Global Powers of Retailing 2015
This year's report focuses on the theme of "embracing innovation," and considers some of the most important trends for the coming year as retailers cope with a rapidly changing marketplace.
The 18th annual Global Powers of Retailing identifies the 250 largest retailers around the world based on publicly available data for fiscal 2013 (encompassing companies' fiscal years ended through June 2014), and analyzes their performance based on geographic region, product sector, e-commerce activity, and other factors. It also provides a look at the world's 50 biggest e-retailers.
Global Powers of Retailing 2015: Embracing Innovation is much more than a list, however. It considers strategies retailers are taking to cope with disruptive change in the industry. Ira Kalish, Deloitte's Chief Global Economist, provides an overview of the global economy and how it will impact the retail sector.

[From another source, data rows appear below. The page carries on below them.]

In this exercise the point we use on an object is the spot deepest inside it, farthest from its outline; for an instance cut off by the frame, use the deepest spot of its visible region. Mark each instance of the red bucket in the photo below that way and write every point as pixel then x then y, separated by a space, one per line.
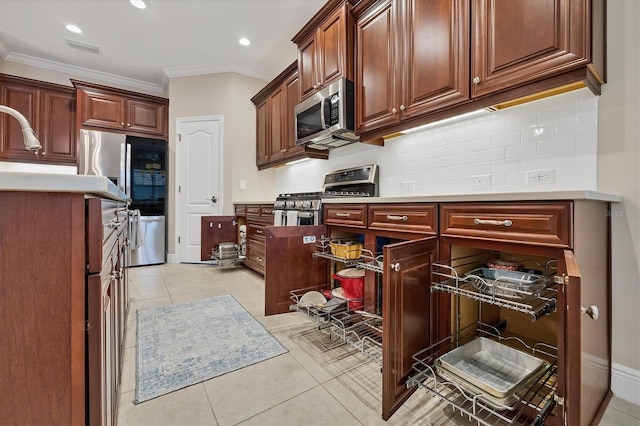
pixel 352 282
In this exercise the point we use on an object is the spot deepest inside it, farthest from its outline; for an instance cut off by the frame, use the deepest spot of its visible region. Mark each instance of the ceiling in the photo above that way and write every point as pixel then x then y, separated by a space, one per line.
pixel 170 38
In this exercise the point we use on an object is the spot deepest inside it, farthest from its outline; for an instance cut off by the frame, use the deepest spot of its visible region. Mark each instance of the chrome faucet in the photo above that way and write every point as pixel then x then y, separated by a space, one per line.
pixel 30 140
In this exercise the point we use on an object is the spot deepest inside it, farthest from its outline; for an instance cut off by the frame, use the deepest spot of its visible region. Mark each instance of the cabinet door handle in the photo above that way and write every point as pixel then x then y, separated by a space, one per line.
pixel 505 222
pixel 592 311
pixel 114 223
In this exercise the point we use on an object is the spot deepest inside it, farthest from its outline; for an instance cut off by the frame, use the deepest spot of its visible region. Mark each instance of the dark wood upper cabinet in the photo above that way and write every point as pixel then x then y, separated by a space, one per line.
pixel 136 114
pixel 412 57
pixel 275 122
pixel 418 62
pixel 262 129
pixel 518 41
pixel 325 47
pixel 51 111
pixel 292 86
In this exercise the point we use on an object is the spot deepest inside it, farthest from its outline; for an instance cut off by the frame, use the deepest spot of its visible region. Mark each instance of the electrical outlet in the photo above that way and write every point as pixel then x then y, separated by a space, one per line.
pixel 539 177
pixel 408 185
pixel 481 182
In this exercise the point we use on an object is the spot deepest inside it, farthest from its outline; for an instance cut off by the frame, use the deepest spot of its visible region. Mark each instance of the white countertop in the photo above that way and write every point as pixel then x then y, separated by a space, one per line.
pixel 58 182
pixel 471 197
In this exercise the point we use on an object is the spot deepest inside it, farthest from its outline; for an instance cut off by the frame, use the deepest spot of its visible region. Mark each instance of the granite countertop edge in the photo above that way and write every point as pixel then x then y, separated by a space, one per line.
pixel 99 186
pixel 573 195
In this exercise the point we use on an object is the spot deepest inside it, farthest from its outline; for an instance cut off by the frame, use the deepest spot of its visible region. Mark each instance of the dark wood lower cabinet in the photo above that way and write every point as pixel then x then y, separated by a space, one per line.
pixel 406 291
pixel 63 307
pixel 290 264
pixel 430 306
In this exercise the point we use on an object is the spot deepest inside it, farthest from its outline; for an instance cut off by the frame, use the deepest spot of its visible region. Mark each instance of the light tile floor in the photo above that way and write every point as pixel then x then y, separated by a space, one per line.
pixel 315 383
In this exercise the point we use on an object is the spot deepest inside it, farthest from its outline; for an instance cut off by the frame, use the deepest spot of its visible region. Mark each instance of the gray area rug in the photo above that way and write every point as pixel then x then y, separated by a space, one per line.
pixel 185 344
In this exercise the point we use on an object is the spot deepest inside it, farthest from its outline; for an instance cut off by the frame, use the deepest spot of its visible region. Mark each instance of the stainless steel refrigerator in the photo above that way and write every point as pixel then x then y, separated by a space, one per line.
pixel 138 166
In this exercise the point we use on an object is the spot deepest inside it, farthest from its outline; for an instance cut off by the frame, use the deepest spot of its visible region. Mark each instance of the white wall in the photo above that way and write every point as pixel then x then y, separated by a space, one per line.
pixel 557 134
pixel 619 172
pixel 227 95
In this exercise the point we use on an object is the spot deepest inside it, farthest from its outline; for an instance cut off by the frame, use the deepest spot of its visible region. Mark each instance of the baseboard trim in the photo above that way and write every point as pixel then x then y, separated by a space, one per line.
pixel 625 383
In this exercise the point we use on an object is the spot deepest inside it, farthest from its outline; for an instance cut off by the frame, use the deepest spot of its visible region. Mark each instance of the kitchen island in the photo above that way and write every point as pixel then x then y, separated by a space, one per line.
pixel 63 279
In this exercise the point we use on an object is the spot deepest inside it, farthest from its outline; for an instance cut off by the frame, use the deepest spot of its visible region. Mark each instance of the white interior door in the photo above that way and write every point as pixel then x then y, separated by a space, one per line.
pixel 199 152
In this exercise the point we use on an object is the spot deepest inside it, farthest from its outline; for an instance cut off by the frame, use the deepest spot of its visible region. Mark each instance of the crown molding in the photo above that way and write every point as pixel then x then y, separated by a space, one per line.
pixel 147 87
pixel 189 71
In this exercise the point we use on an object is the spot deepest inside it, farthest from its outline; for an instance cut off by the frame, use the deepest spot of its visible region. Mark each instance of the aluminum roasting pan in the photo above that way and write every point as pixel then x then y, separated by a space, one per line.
pixel 492 367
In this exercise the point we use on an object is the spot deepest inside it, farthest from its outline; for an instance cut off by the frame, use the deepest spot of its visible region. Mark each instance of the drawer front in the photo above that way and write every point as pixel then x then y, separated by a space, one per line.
pixel 255 232
pixel 420 219
pixel 252 211
pixel 240 209
pixel 352 215
pixel 256 258
pixel 266 214
pixel 546 224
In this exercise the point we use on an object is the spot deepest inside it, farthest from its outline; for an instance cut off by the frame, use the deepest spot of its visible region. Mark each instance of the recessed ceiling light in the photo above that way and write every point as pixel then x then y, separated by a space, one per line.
pixel 74 29
pixel 139 4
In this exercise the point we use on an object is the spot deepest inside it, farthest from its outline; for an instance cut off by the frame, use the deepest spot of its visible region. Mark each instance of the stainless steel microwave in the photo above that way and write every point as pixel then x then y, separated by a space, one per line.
pixel 326 119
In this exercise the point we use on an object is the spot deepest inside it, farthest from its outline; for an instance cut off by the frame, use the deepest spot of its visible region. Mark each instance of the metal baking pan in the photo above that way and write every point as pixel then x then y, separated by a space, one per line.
pixel 499 404
pixel 492 367
pixel 504 283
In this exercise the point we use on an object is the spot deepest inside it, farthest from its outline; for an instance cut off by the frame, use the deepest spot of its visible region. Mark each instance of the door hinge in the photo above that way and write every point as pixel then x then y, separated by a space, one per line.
pixel 563 280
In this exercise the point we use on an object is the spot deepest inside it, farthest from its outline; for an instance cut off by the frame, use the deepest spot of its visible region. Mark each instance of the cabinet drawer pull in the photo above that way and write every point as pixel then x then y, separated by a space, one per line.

There is also a section devoted to the "Q Ratio," which is a way of measuring non-tangible business assets such as brand equity and customer loyalty.
Among the key insights included in the report:
- Five trends are reshaping retail: travel retailing, mobile retailing, faster retailing, experience retailing and innovative retailing.
- Important economic issues having a global impact on the retailing industry include shifts in U.S. monetary policy, energy production in the U.S., the crisis in Ukraine, the slowdown in Chinese investment, shifting demographics, and the influence of technology and the internet.
- Retailers of food and other fast-moving consumer goods continue to dominate the Top 250 in number and size of companies.
- International expansion remains an important growth strategy for many retailers.
Despite rapid growth in the e-commerce arena, only two pure-play e-retailers were large enough to rank among the Top 250.
- U.S.-based retailers account for a disproportionate share of those that have generated considerable value through their non-tangible assets; Japanese retailers, on the other hand, account for a disproportionate share of those that do not.